# Whitefield College/Seminary



## zachman (Mar 22, 2006)

Hey everyone,

I'm new around here (first real post, actually), and I was wondering if there are any Whitefield College/Seminary students or graduates here. I'm currently wrapping up first year with the college, and I've enjoyed it so far. 

Anyway, nice to meet y'all!


----------



## C. Matthew McMahon (Mar 22, 2006)

Zach,

Yes, I've studied at Whitefield for two degrees. I've loved every minute of it and am thinking about a third in Counseling. Its been a great blessing.


----------



## Ivan (Mar 22, 2006)

> I am not going there, but have seriously considered the Distance Ed. through both the college and the Seminary.

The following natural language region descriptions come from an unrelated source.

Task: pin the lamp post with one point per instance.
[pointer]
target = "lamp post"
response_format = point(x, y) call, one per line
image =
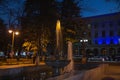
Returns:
point(13, 36)
point(83, 41)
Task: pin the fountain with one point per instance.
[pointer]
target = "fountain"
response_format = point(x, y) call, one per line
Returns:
point(59, 61)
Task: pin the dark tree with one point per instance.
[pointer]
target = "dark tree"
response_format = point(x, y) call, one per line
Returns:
point(39, 22)
point(3, 36)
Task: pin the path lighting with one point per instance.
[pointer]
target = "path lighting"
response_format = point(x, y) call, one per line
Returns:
point(13, 36)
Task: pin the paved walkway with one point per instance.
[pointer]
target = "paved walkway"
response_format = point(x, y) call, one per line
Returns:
point(19, 65)
point(103, 72)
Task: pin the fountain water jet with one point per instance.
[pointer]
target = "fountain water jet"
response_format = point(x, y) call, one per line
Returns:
point(60, 61)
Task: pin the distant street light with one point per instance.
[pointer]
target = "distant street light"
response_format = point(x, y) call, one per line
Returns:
point(13, 36)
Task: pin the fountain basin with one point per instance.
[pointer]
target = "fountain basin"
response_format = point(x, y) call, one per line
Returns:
point(57, 65)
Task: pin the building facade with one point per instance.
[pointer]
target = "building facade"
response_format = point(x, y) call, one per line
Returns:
point(103, 36)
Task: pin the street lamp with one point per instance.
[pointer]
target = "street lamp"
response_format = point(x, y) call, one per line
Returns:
point(83, 41)
point(13, 36)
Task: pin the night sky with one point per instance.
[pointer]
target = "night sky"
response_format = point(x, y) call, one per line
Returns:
point(98, 7)
point(90, 8)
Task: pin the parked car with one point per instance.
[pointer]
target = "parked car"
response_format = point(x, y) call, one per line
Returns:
point(95, 59)
point(117, 58)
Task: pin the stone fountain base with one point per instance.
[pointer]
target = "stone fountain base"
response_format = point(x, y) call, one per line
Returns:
point(57, 65)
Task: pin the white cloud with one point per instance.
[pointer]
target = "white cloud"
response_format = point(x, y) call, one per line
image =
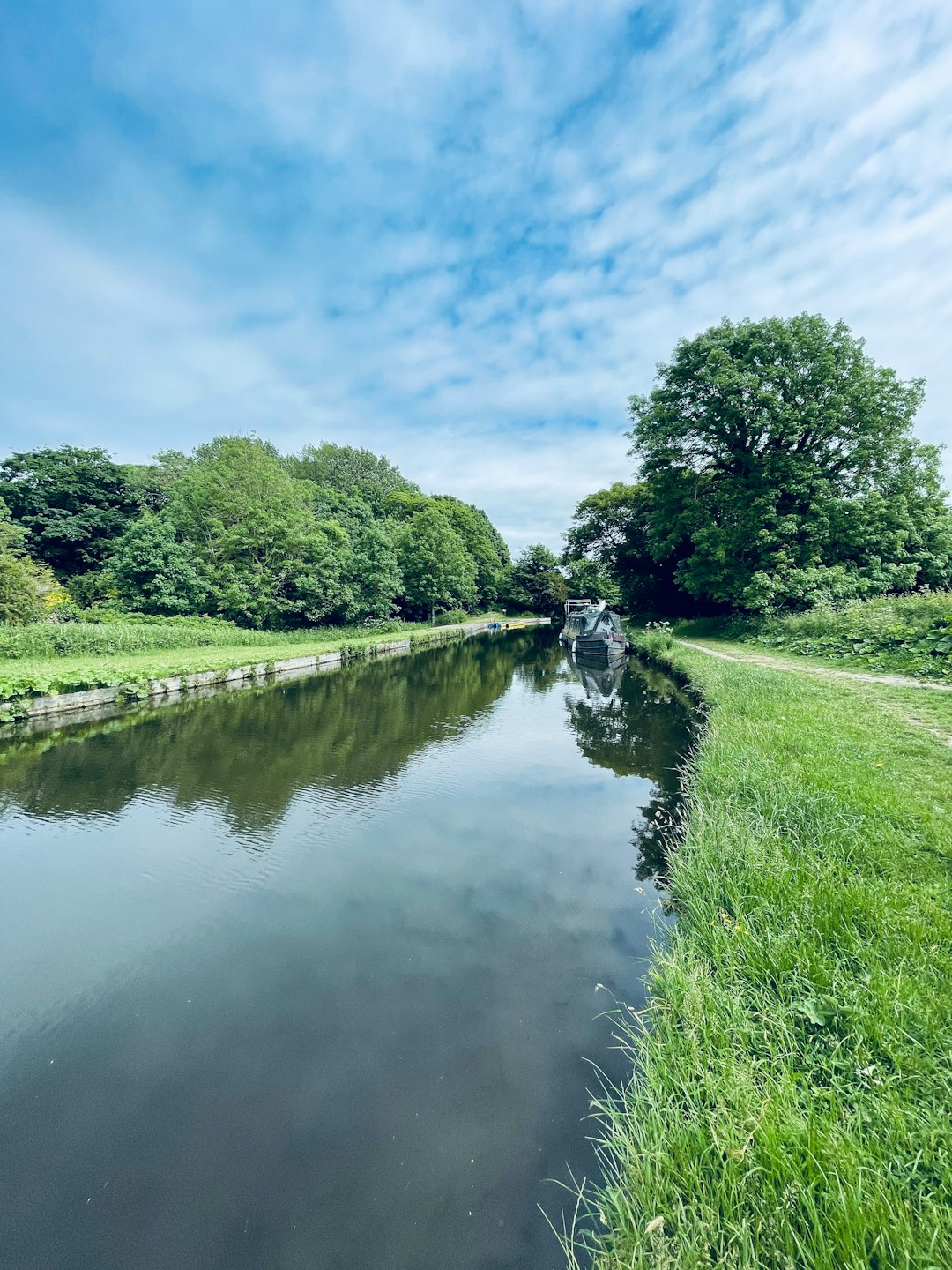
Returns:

Me too. I've got a lot to consider, such as my age, the expense, etc., but as far as the seminary is concerned I think they're great. I was in communication for some time before I decided not to start a degree, but they were very helpful.


----------



## zachman (Mar 23, 2006)

Awesome! I'm glad to here that there are folks here who have ties to WC. Out of curiosity, C. Matthew, what degrees have you already attained from Whitefield?


----------



## C. Matthew McMahon (Mar 23, 2006)

Doctrate of Religion in Theological Studies (Theology)
Ph.D. in Christian Intellectual Thought (Philosophy)


----------



## johnrsorrell (Mar 25, 2006)

I have a quick question. Is it true that one cannot pursue a Doctorate from Whitefield without receiving a Master's from there first?


----------



## youthevang (Mar 25, 2006)

I am also a student at Whitefield Seminary. I am enjoying it and I am learning a lot.


----------



## Preach (Mar 27, 2006)

You don't need to have any previous enrollment at Whitefield to pursue the doctaoral programs. I'm in the Ph.D. program.


----------



## johnrsorrell (Mar 27, 2006)

I asked that question because on their website, under the Th.D. info it states:
_No students will be transferred into the Th.D. program who have not taken all of their seminary studies with WTS._


----------



## Preach (Mar 27, 2006)

John,
Just contact them and tell them your situation and see what they say.


----------